Não faltou força de vontade do lado do Brasil, mas os belgas mereceram vencer.

Faltou futebol à Seleção. Faltou estratégia. E faltou cabeça no lugar. Para a Bélgica não. Ela jogou com inteligência, explorou os erros dos brasileiros e avançou com méritos às semifinais.

Perdemos para um time muito bom, mas um time vencível, que por pouco não perdeu para o Japão nas oitavas, temos de lembrar.

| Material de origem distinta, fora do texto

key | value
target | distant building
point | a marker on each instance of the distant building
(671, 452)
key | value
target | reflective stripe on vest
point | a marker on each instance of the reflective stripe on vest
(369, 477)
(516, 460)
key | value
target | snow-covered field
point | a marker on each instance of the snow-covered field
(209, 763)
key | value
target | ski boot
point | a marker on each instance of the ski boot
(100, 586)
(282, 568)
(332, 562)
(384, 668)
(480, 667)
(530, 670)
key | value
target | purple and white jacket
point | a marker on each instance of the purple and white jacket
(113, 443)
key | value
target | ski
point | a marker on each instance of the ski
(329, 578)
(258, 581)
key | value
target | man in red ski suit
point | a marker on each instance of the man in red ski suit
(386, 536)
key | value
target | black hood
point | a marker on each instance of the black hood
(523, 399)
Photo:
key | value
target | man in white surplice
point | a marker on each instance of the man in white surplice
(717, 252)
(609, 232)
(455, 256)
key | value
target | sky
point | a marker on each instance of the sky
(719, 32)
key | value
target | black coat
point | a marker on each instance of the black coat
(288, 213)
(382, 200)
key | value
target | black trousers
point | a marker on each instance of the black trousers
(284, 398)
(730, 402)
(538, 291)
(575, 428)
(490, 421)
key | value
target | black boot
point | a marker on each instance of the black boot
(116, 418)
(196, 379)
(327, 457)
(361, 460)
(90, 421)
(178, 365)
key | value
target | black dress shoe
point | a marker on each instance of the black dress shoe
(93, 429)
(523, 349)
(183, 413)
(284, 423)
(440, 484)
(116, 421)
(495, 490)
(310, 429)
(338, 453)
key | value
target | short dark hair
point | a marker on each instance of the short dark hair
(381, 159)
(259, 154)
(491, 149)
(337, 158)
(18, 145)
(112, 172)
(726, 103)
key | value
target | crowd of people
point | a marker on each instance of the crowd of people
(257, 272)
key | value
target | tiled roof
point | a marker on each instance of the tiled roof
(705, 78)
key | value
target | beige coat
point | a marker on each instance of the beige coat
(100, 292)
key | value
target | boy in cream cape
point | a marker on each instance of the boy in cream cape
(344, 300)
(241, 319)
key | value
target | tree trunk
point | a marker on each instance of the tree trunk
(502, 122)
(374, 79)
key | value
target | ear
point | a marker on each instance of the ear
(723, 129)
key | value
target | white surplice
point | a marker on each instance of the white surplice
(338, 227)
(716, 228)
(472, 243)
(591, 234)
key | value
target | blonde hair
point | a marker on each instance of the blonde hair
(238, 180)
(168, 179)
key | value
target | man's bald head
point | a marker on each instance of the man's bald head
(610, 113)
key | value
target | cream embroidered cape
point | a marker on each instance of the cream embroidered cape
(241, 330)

Por muito, muito pouco.

Não adianta agora reclamar do VAR, o arbitro de vídeo, muito menos do juiz em campo. Temos de reconhecer que a Seleção poderia ter feito mais, muito mais. E não fez. Que os brasileiros tiveram muito descontrole emocional, que o próprio Tite sentiu o peso de estar numa Copa do Mundo e não foi no evento aquele técnico ou “comandante” que estávamos acostumados a acompanhar.

Não foi uma grande Copa por parte do Brasil? Não, apesar das boas, mas não brilhantes, atuações diante de Sérvia e depois contra os mexicanos. Deixamos muito a desejar contra a Suíça e especialmente contra a Bélgica.

Não tivemos meio-campo no primeiro tempo e nossa defesa foi falha, mas garra, insisto, não faltou. Pelo menos isso tem que ser valorizado.

Que trabalhemos melhor o emocional para o próximo ciclo, algo que não foi feito para a Copa de 2014 nem para agora, pois mais que alguns achassem que tínhamos em Tite um mestre em psicologia. E não era o caso. Isso ficou claro desde a estreia contra a Suíça, quando vimos uma Seleção muito tensa em campo.

Uma Seleção que fez sim, uma boa Copa. Mas nada de excepcional. Tanto que não vai ser lembrada como a de 1982 nem como a de 1986. Nem chorada como as duas.

Perder faz parte. E também ensina. Pensemos nisso. Mas pensemos de verdade. E bola pra frente.